Pro-tip: Always cream your jaggery with butter or vegetable oil until the mixture is very smooth and lump free.
Day Eight: Coconut
The coconut fruit is synonymous with tropical climates and coastal regions. In India, too, coconuts are abundantly available and they’re one of the offerings made to the gods during Navratri. Sweets like coconut laddoos make the best use of the coconut’s nutty flavour and flaky texture.
Coconuts go very well with baked items. You can use coconut flakes or coconut extract to make delicious coconut cakes, coconut macaroons. Dessicated coconut makes for a beautiful and tasty topping on frosted cakes.

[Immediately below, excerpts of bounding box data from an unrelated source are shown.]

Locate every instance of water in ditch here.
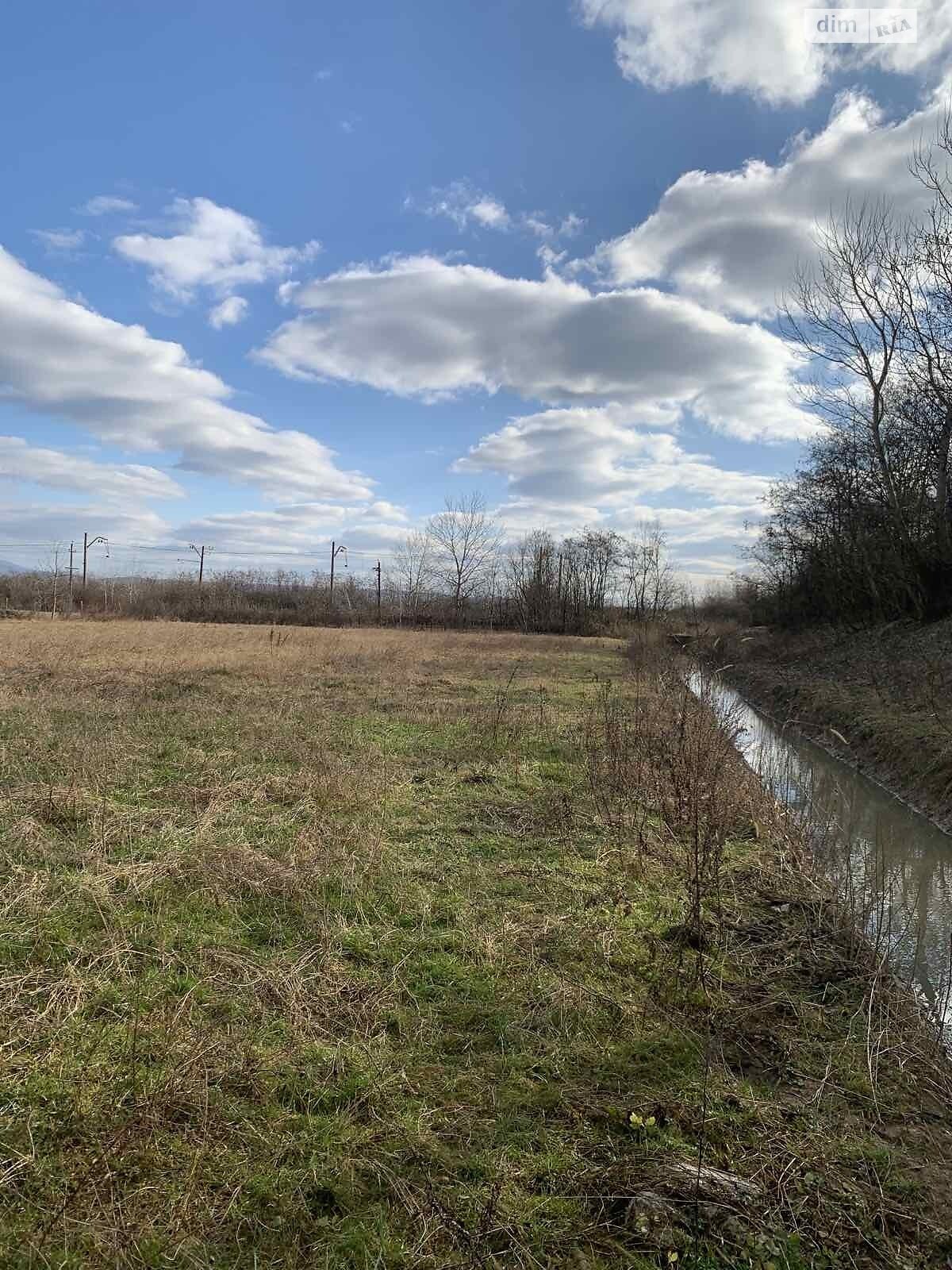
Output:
[688,672,952,1026]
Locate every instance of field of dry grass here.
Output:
[0,621,952,1270]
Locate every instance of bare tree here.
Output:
[781,201,909,541]
[427,493,503,618]
[393,529,433,618]
[904,110,952,559]
[622,521,674,618]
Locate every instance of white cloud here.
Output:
[76,194,138,216]
[0,248,372,502]
[256,256,814,440]
[113,198,320,302]
[0,502,169,551]
[453,405,770,516]
[589,94,943,316]
[0,437,186,502]
[404,180,585,252]
[453,405,773,575]
[208,296,248,330]
[176,499,409,559]
[404,180,512,230]
[578,0,952,104]
[30,230,86,256]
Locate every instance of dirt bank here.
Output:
[713,621,952,829]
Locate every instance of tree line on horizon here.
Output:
[0,494,681,635]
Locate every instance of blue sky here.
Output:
[0,0,950,579]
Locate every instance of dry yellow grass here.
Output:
[0,621,947,1270]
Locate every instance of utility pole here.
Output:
[330,538,347,606]
[83,533,109,591]
[49,545,60,618]
[188,542,214,591]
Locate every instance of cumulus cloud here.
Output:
[208,296,248,330]
[30,230,86,256]
[0,248,372,502]
[0,437,186,502]
[76,194,138,216]
[176,499,409,556]
[404,180,512,230]
[579,0,952,104]
[0,500,169,551]
[113,198,320,303]
[453,405,774,576]
[453,405,770,516]
[256,256,812,440]
[589,93,944,316]
[404,180,585,256]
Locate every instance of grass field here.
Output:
[0,621,952,1270]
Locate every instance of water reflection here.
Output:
[689,672,952,1025]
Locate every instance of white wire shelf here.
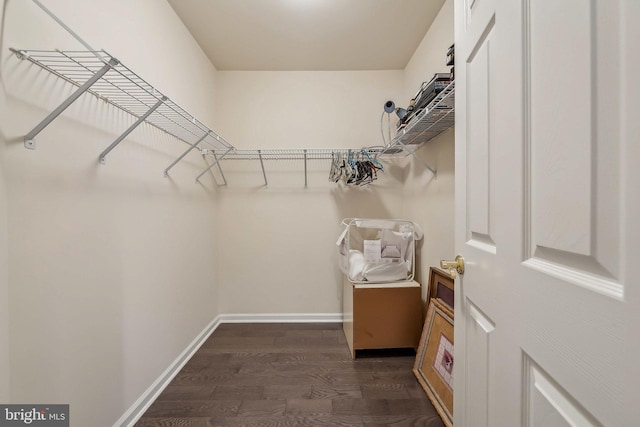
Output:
[11,49,233,176]
[383,81,456,173]
[10,48,455,185]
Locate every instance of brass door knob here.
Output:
[440,255,464,279]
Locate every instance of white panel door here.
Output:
[452,0,640,427]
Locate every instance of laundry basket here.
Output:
[336,218,423,283]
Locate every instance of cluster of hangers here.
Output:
[329,149,383,185]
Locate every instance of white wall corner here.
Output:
[113,316,222,427]
[219,313,342,323]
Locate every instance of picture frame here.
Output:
[427,267,454,310]
[413,298,454,427]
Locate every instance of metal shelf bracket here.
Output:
[21,54,119,150]
[99,96,167,164]
[258,150,269,187]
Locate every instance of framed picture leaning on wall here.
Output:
[413,298,454,427]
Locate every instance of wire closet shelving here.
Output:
[10,48,455,185]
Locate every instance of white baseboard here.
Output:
[219,313,342,323]
[113,313,342,427]
[113,316,220,427]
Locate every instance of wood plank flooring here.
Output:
[136,323,444,427]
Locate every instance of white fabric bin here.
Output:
[336,218,423,283]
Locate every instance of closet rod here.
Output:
[98,96,167,164]
[15,48,118,150]
[258,150,268,187]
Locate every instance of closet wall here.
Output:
[216,0,453,314]
[402,0,455,293]
[216,71,402,318]
[0,0,218,426]
[0,74,10,402]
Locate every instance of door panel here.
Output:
[465,21,496,253]
[522,358,602,427]
[523,0,623,299]
[452,0,640,427]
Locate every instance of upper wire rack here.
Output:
[11,49,234,150]
[384,81,456,153]
[212,147,390,160]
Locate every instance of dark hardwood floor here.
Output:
[136,323,444,427]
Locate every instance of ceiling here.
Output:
[168,0,445,71]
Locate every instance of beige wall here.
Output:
[402,0,455,293]
[0,0,218,426]
[216,71,403,314]
[0,67,10,402]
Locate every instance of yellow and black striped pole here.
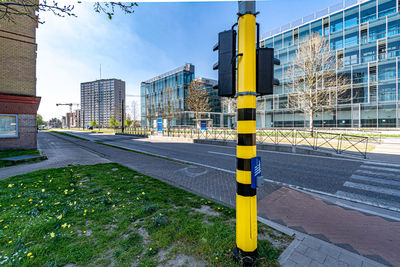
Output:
[235,1,258,265]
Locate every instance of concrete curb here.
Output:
[115,133,149,138]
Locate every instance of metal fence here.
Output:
[116,127,372,158]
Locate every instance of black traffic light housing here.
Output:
[256,48,280,95]
[213,29,236,97]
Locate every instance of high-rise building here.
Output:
[140,64,222,126]
[81,79,125,127]
[0,6,40,150]
[257,0,400,127]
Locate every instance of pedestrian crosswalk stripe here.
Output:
[350,174,400,186]
[360,164,400,173]
[355,170,400,180]
[343,182,400,197]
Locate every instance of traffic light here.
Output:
[256,48,280,95]
[213,30,236,97]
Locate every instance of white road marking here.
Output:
[355,170,400,178]
[350,174,400,186]
[208,151,236,157]
[360,165,400,173]
[335,190,400,215]
[343,182,400,197]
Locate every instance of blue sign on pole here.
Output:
[251,157,261,189]
[201,121,207,131]
[157,119,162,132]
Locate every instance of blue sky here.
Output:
[36,0,338,120]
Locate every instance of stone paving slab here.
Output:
[259,187,400,266]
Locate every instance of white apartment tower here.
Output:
[81,79,125,127]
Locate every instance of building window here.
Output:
[331,12,343,33]
[0,114,18,138]
[360,1,376,23]
[369,18,386,41]
[378,0,396,18]
[344,6,359,28]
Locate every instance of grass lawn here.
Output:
[0,149,40,168]
[0,163,292,266]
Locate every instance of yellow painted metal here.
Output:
[236,14,257,255]
[236,194,257,252]
[236,146,257,160]
[238,96,256,108]
[237,121,256,134]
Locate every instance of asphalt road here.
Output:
[59,131,400,217]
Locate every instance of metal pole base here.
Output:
[232,246,258,266]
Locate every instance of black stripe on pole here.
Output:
[238,108,256,121]
[236,158,251,171]
[236,182,257,197]
[237,133,256,146]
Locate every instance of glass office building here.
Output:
[140,64,222,127]
[257,0,400,128]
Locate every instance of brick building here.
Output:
[0,3,40,150]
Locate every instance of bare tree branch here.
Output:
[286,33,351,132]
[0,0,137,23]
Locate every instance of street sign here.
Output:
[157,119,162,132]
[200,121,207,131]
[251,157,261,189]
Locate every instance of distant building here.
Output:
[80,79,125,127]
[71,109,82,128]
[140,64,223,127]
[0,7,40,150]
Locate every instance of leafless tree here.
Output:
[286,33,351,134]
[0,0,137,23]
[185,79,211,126]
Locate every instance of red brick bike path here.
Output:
[258,187,400,266]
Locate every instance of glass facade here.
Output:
[140,64,222,127]
[257,0,400,127]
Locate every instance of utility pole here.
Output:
[234,1,258,265]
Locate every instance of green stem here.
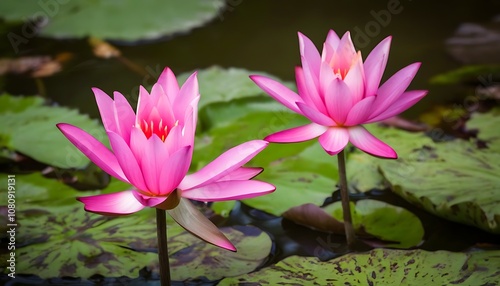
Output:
[156,209,172,286]
[337,150,356,248]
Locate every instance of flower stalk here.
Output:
[337,150,356,248]
[156,209,172,286]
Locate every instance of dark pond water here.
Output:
[5,0,500,117]
[0,0,500,284]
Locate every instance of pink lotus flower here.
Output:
[57,68,275,250]
[250,30,427,158]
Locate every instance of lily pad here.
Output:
[9,204,183,278]
[178,66,293,115]
[380,140,500,233]
[191,111,312,169]
[0,0,224,41]
[430,64,500,84]
[324,200,424,248]
[220,249,500,285]
[0,94,107,168]
[168,226,272,281]
[243,170,335,216]
[346,124,434,192]
[465,107,500,152]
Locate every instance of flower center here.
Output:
[333,68,349,79]
[139,120,170,142]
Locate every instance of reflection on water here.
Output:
[0,0,500,117]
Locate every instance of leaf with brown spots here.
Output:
[220,249,500,286]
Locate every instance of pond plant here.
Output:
[0,0,500,286]
[251,30,427,246]
[57,68,275,285]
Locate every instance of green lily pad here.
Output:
[191,111,313,169]
[380,140,500,233]
[324,200,424,248]
[6,206,183,278]
[465,107,500,152]
[346,124,434,192]
[0,173,89,206]
[430,64,500,84]
[0,94,107,168]
[220,249,500,285]
[243,170,335,216]
[178,66,293,115]
[0,0,224,41]
[168,226,272,281]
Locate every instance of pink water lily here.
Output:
[251,30,427,158]
[57,68,275,250]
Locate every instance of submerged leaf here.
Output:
[220,249,500,285]
[347,124,434,192]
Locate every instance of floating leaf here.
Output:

Pro-tip: You can make delicious vegan coconut whipped cream by whipping up a can of cold full-fat coconut cream.
Day Nine: Sesame Seeds
On the ninth and final day of Navratri, delicacies made using sesame seeds, known as til in India, are prepared and offered up to the gods.
Sesame seeds can be used as toppings for baked goods made with yeast, like breads, bagels, burger buns or dinner rolls. They provide terrific crunch and savoury notes to the baked items taking them one step further.
Pro-tip: Toasting your sesame seeds before adding them to the flavour will bring out a more nutty flavour. Press them into the bread gently to make sure they stick to the bread.
Come Navratri, stock up your pantry with these great ingredients and get on your way towards baking with exotic flavours.